Again, this policy choice is depicted as striking a balance between respecting the autonomy of research participants and protecting potential fetuses from potential harm. Realistically, however, requiring the use of two forms of contraception tips the balance clearly in favor of fetal protection. The autonomous choices of women research participants are not respected when the research ethics review committee approves a protocol that requires two forms of contraception, given that there is no positive evidence of risk to a potential fetus from human studies (though there may be animal studies showing adverse effects).
A requirement for the use of two forms of contraception suggests that the contraceptive choices of women research participants will likely be unreliable, and so redundancies must be built in. In such a scenario, a category C drug is treated as analogous to a category D or X drug, without the evidence to support such a risk-averse position. This position appears excessive given that “balance” is the stated goal of the UNMC IRB policy on contraceptive use in research. Category C stands between two poles. On the one hand, there are drugs in categories A and B for which there is generally good evidence that contraception is not required. On the other hand, for drugs in categories D and X, there is good evidence supporting a more cautious approach that includes mandating sexual abstinence or two forms of contraception for women who are sexually active and may get pregnant. There is less evidence for category C drugs regarding fetal risk. A balanced position for category C would require abstinence or one reliable form of contraception.
Ideal Policy for Category C.We recommend a policy of sexual abstinence or the use of one reliable contraceptive method as inclusion criteria for trials involving category C drugs. Similarly, any future IRB policy aligned with a new FDA policy should allow abstinence or the mandated use of a single contraceptive for trials of drugs that have not established a risk to the fetus in adequate, well-controlled studies in pregnant women. As with drugs in other categories, all research participants who are sexually active and could become pregnant should be provided with information about options for dealing with an unexpected, unwanted pregnancy.
Though we agree with the UNMC IRB’s insight that the current FDA use-in-pregnancy categories for prescription drugs are a helpful guide for developing a policy regarding contraceptive use during clinical drug trials, we have argued that the IRB’s policy gives priority to protecting potential fetuses at the expense of respecting the autonomy and well-being of women trial participants. We also believe that a sound policy regarding contraceptive use while enrolled in a drug trial should apply to both male and female trial participants. Too often, contraceptive policies focus on women only, with insufficient attention given to potential male contributions to fetal harms. Consider, for example, the possibility that some chemicals binding to the sperm might adversely affect the developing fetus. Having said this, our recommendations focus narrowly on the mandated use of contraception by women of childbearing potential because women rather than men have historically been excluded from enrolling in clinical research. Mandatory contraception in research is part of a wider phenomenon of treating women research participants differently from male research participants.

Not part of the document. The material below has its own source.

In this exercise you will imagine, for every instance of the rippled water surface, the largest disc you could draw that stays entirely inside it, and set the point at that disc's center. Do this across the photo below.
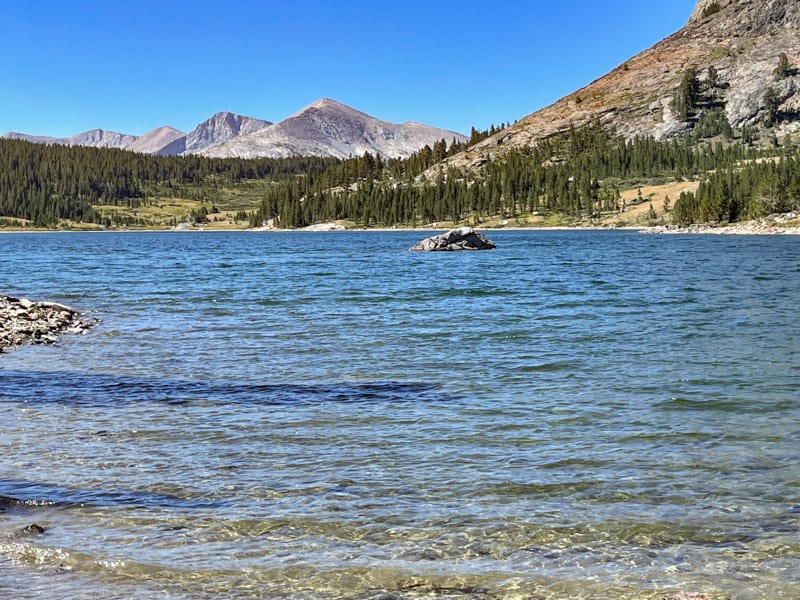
(573, 415)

A second important consideration is that a sound policy regarding the use of contraception while enrolled in a drug trial would not include women who are not at risk of getting pregnant in the category of “women of childbearing potential.” This category is typically understood in generic terms to refer to all females who are postpuberty and premenopause. There are many women in this range, however, for whom a mandatory abstinence or contraception policy is clearly unnecessary. Consider, for example, women who are not sexually active (e.g., nuns) or who are not sexually active in a heterosexual relationship (e.g., lesbians). A policy of mandated contraception for these groups sends a paternalistic message of mistrust that is out of keeping with the general norm of recognizing research participants as persons who are capable of making autonomous decisions.
But what about women who are sexually active in a heterosexual relationship where pregnancy might occur? Our starting assumption is that a sound policy will respect women’s autonomy and well-being. As such, women research participants should be permitted to choose sexual abstinence or a method of birth control that “best coincides with . . . lifestyle, values, and priorities.”14We recognize, however, that available data on a drug’s effects on a gestating fetus can shift the balance between the autonomy and well-being of women trial participants and the interests of potential fetuses.

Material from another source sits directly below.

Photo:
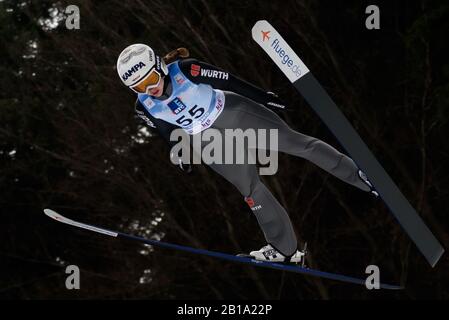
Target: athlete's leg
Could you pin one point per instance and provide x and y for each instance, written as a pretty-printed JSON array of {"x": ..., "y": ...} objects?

The FDA’s proposed rule concerning labeling of prescription drugs for use during pregnancy would eliminate the current five letter categories that characterize the fetal harm/benefit profile of drugs, as these categories have long been criticized as being misleading and overly simplistic. For example, some suggest that health care providers might falsely believe that the lettering system somehow corresponds to degrees of risk, rather than differences in the weighting of potential harms and benefits. The letter categories have also been judged to inadequately reflect distinctions between human and animal data, and differences in severity, frequency, and type of potential toxic effects on the fetus.
In place of the letter categories, the FDA proposed a more detailed statement of the risks to the fetus, a summary of clinical considerations, and a comprehensive synopsis of relevant research findings from both animal and human studies. The proposed format is to include three sections.15Section one, thefetal risk summary, will give a risk conclusion describing the likelihood that the drug increases the risk of structural anomalies, fetal and infant mortality, impaired physiologic function, and growth alteration. The risk summary will also state whether the risk conclusion is based on human or animal data. If the conclusion is based on human data, the summary will also outline the most important data concerning the drug’s effects on the fetus, including, for example, information about the incidence, reversibility, or risks associated with certain gestational periods. The second section,clinical considerations, will address what is known about fetal risks due to exposure to the drug before the woman realizes she is pregnant, information about prescribing the drug to pregnant women (dosing adjustments, adverse reactions, recommended interventions, risks from the disease the drug is meant to treat), and information about effects of the drug on the woman and fetus during labor and delivery. The third section ondatawill summarize the human and animal studies on the use of the drug in pregnancy.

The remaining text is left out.